From the literature (Table 2), ∼72% of angiomatoid fibrous histiocytomas studied at the molecular level harbor a EWSR1/CREB1 fusion. Another 21% contain a translocation involving EWSR1/ATF1, whereas the remaining 7% have a FUS/ATF1 fusion gene. Thus, ∼93% of angiomatoid fibrous histiocytoma have a rearrangement of EWSR1 (as manifested by the EWSR1/CREB1 and EWSR1/ATF1 fusion genes), whereas ∼7% of cases have a rearrangement of FUS.

Table 2 Translocations in angiomatoid fibrous histiocytoma––previous studies

Although the translocation partner was not identified in our study, our findings showed that EWSR1 is rearranged in 76% of angiomatoid fibrous histiocytoma, in keeping with the above-mentioned data. No rearrangements of FUS were identified, confirming that this gene is involved in only a small proportion of angiomatoid fibrous histiocytoma. Interestingly, ∼24% of cases lacked a rearrangement of either EWSR1 or FUS. One possibility is that some of the translocation-negative cases harbored breakpoints not detectable by the EWSR1 or FUS probes used in the study. Alternatively, a proportion of these translocation-negative cases could have a yet uncharacterized translocation/gene fusion, which does not involve rearrangement of EWSR1 or FUS. Additional studies are necessary to clarify this finding.

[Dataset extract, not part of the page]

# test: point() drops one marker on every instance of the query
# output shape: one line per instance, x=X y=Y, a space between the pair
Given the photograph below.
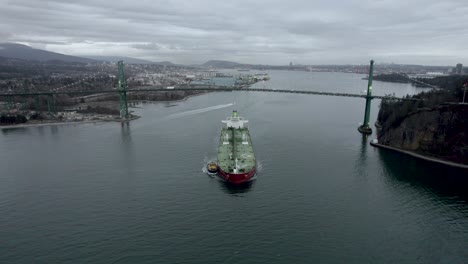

Immunoreactivity for CD99 was found in 7 of 16 (44%) cases in our study; a membranous staining pattern could be found at least focally in essentially all of the positive cases. Given that 76–93% of angiomatoid fibrous histiocytoma also harbor rearrangements of EWSR1, this represents a potential pitfall in the misdiagnosis of Ewing's sarcoma/PNET (which typically contains a membranous pattern of staining for CD99 and rearrangement of EWSR1). Recognition of this potential pitfall and careful attention to the cytological features of the tumor cells are essential to avoid overtreatment and/or unnecessary chemoradiation.

In summary, our findings show that FISH is an effective adjunct in the diagnosis of angiomatoid fibrous histiocytoma and affirm previous findings showing that EWSR1/CREB1 and EWSR1/ATF1 are the most common gene fusions/translocations found in angiomatoid fibrous histiocytoma. Although the translocation partner was not identified using this technique, FISH confers the advantage of detecting both the EWSR1/CREB1 and EWSR1/ATF1 gene fusions with a single molecular test. In addition, this technique can be carried out retrospectively on formalin-fixed, paraffin-embedded tissue and may be helpful in biopsies when histological features such as the characteristic lymphoid cuff are not present.

Disclosure/conflict of interest

The authors declare no conflict of interest.